It’s Prom Time, But Your Daughter Or Son’s Same-sex ‘Date’ May Be Barred

Paula Goodgame (L) and girlfriend Anjali Persad

*Can we be real here? This is an issue many of us aged folk never thought we’d have to deal with; but many families will now be faced with how to handle it. While my high school senior grandson is still trying to figure which girl he will ask to the prom, and many girls are gossiping about what boy they will let take them, one teen girl who wants to take her girlfriend  to prom has been shut down…

…by the school!

Paula Goodgame and her girlfriend, Anjali Persad, have been dating for four months. Goodgame is new to the school and was not aware of a school policy with specifics on who they can (and can not) bring to the prom. According to those guidelines, persons hoping to bring guests from another school must submit a “Prom Guest Request Form” with signatures and a picture ID.

Goodgame is a junior at  St. Petersburg Catholic High School, and her girlfriend goes to a private school nearby.
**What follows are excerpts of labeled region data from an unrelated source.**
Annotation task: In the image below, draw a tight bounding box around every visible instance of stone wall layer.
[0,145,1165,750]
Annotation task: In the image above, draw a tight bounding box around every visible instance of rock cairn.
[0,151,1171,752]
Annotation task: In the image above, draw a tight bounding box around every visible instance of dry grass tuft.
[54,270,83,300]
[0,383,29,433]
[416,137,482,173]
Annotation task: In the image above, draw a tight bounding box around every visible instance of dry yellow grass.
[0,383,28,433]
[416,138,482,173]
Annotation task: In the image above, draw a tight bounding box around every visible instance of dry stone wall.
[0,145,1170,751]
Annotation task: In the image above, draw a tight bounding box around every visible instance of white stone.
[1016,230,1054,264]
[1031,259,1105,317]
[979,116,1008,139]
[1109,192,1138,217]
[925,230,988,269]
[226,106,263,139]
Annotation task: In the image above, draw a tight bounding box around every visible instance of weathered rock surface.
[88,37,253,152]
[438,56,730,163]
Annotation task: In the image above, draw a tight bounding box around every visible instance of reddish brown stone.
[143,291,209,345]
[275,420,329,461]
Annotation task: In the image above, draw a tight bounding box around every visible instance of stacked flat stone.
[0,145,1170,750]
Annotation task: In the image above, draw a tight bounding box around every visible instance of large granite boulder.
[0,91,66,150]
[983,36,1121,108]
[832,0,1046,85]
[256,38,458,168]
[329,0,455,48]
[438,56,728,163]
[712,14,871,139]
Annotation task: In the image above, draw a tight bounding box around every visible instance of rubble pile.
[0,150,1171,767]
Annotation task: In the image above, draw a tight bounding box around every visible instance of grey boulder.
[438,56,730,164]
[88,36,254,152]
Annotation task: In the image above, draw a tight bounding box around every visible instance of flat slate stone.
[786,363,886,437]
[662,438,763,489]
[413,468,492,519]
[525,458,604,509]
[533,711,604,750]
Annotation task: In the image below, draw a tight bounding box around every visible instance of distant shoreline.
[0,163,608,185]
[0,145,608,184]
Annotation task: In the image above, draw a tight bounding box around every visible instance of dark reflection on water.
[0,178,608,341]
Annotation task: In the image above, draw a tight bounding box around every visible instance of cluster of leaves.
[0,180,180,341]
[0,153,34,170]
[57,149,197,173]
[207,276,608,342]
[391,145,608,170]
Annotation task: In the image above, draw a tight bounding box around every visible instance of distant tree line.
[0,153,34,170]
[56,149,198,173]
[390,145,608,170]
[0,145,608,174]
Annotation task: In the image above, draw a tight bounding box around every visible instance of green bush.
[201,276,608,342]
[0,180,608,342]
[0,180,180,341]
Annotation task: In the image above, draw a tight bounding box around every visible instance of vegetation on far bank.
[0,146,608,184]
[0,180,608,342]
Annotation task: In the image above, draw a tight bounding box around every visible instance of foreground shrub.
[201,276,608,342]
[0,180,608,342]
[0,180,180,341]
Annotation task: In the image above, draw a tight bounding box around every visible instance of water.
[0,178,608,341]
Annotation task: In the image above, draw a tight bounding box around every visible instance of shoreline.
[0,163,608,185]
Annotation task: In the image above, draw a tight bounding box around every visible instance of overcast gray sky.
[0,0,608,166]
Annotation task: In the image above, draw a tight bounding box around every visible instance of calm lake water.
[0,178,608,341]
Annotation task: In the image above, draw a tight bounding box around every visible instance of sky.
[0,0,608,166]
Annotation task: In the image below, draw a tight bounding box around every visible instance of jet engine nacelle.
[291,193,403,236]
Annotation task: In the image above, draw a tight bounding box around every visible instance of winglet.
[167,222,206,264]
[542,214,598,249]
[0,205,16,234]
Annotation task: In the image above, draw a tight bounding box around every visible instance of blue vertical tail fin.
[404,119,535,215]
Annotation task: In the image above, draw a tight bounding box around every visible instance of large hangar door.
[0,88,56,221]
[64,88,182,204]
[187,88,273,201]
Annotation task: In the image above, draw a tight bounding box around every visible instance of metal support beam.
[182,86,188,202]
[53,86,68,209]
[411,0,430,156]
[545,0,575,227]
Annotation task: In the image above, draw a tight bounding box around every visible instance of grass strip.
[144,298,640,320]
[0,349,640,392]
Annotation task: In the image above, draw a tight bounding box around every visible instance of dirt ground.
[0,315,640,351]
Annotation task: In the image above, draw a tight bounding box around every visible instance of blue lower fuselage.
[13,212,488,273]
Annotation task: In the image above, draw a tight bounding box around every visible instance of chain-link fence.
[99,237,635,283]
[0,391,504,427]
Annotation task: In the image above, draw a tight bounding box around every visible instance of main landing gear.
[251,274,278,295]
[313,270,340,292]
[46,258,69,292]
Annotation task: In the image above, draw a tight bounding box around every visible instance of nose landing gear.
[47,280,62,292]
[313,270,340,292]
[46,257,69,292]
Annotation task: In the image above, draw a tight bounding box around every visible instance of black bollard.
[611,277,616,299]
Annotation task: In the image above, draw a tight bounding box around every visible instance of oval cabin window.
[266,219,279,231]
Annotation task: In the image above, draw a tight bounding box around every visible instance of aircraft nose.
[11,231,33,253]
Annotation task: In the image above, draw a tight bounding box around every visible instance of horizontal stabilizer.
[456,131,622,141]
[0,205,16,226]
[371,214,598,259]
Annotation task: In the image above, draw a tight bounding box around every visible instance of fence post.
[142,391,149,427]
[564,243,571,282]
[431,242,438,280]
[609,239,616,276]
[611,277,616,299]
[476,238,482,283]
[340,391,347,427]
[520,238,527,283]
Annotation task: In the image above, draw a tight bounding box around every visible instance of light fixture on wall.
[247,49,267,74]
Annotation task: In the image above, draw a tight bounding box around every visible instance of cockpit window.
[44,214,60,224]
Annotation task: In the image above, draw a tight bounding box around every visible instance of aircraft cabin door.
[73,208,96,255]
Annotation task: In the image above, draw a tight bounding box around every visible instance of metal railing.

So when Goodgame the request form asking permission to bring a guest from another school, it was denied.

She was advised to go and speak with a school Guidance Counselor, and when she did, it was then that she learned same-sex dates, according to “are not allowed,” and the school’s official prom guidelines stipulate guests must be “of the opposite gender.”

“I just transferred here and I don’t exactly have too many friends, and that – added on with the social anxiety of prom – makes me feel like prom would be awkward for me,” Goodgame said in an email to Buzzfeed. “Because of that and news I heard from my friend, I was asking for confirmation if I could bring my girlfriend to prom. That way I could have a familiar face in the crowd and be with my date.”

Goodgame is getting a lot of support from social media friends who even pledged to email the school in support of their friend.

The school has yet to respond to anyone. 

3 thoughts on “It’s Prom Time, But Your Daughter Or Son’s Same-sex ‘Date’ May Be Barred”

  1. I’m trying to wrap my brain around this, as it is a Catholic high school after all, but generally, one should be allowed to take the date of one’s choice to the prom. If other students — or parents, administrators, whoever — are uncomfortable with that, then they can skip the prom.

  2. @MPC…you said it at the first: “as it is a Catholic school.” Would you really expect them to be OK with this? Sad indeed, but its their reality.